- Presidential candidate Joe Biden’s and House Democrats’ climate crisis plans aim high — and very wide
- The plans call for $6.7 trillion in investments to build a clean energy economy
- While technology exists to achieve the Democrats’ goals, many policies would need to be changed to promote the new industries, energy policy analyst says.
Joe Biden and the Democrats have ambitious plans for fighting climate change if he wins the U.S. presidency in November — perhaps too ambitious.
Biden, who rolled out his $2 trillion program in a speech in Wilmington, Delaware, Tuesday, says it will “ensure the U.S. achieves a 100% clean energy economy and reaches net-zero emissions no later than 2050.”
“These are the most critical investments we can make for the long-term health and vitality of both the American economy and the physical health and safety of the American people,” said Biden, stressing how fighting climate change would also create new jobs.
Democrats in the U.S. House of Representatives last month released their own plan that has the same main targets while fleshing out more intermediate goals, including the elimination of pollution from cars by 2035 and from power plants by 2040. The House plan also adds in “environmental justice,” saying marginalized communities need to receive “tangible benefits.”
“The authors’ hearts are in the right place,” said Michael Quirke, the former executive director of Climate Change National Forum, which is no longer active. “I think they would have done well identifying some focus areas. They maybe are lacking focus.”
Indeed, the recommendations from Biden’s climate-crisis task force, co-chaired by former U.S. Senator John Kerry and current U.S. Representative Alexandria Ocasio-Cortez, go way beyond ensuring the country has the infrastructure to reduce dangers posed by greenhouse emissions. The report includes such goals as reducing mass incarceration, eliminating the wage gap and guaranteeing early childhood education, for example.
Quirke told Karma that he supported the Democrats’ efforts, “but when you break it down… How do you plan to achieve it?”
The issue is more political than technological, supporters of the Democrats’ plans say.
“We already know the technologies needed to meet our climate goals,” said Megan Mahajan, a senior policy analyst at nonpartisan climate policy think tank Energy Innovation, which helped model the House Democrats plan. The “big takeaway,” she wrote in an email to Karma, “is that we need a portfolio of policies across all sectors of the economy to meet climate targets.”
Policy changes are needed to promote clean energy, Mahajan said. “For example, even though wind and solar are the cheapest available resources, our electricity sector is still set up with rules and structures that favor fossil fuel–burning plants,” she wrote.

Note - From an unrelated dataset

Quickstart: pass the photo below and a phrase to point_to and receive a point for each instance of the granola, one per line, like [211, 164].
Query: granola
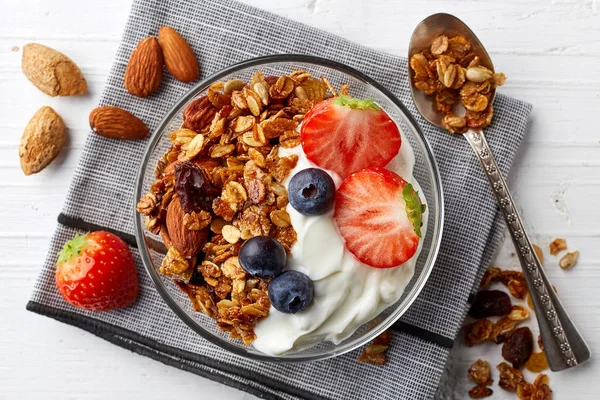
[451, 71]
[224, 168]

“If enacted, these recommendations have a serious shot at meeting the report’s targets,” according to Mahajan.
Quirke said he has a simpler plan that is based on provisions of the Clean Air Act. If Biden wins, his head of the Environmental Protection Agency should list carbon dioxide as a “criteria air pollutant that is reasonably anticipated to endanger public welfare under Section 108” of the act.
Doing that would trigger a regulatory review that would lead to a national debate on the dangers the country is facing, he said. Under the act, the government would have one year to establish a national standard. That would force the federal government, states and companies to address climate change.
The coronavirus pandemic has shown that Americans can unite to protect the country’s most vulnerable, Quirke said. That same attitude may help resolve the environmental crisis.
“Our country and the world have shown they are willing to sacrifice,” he said. “And that is promising.”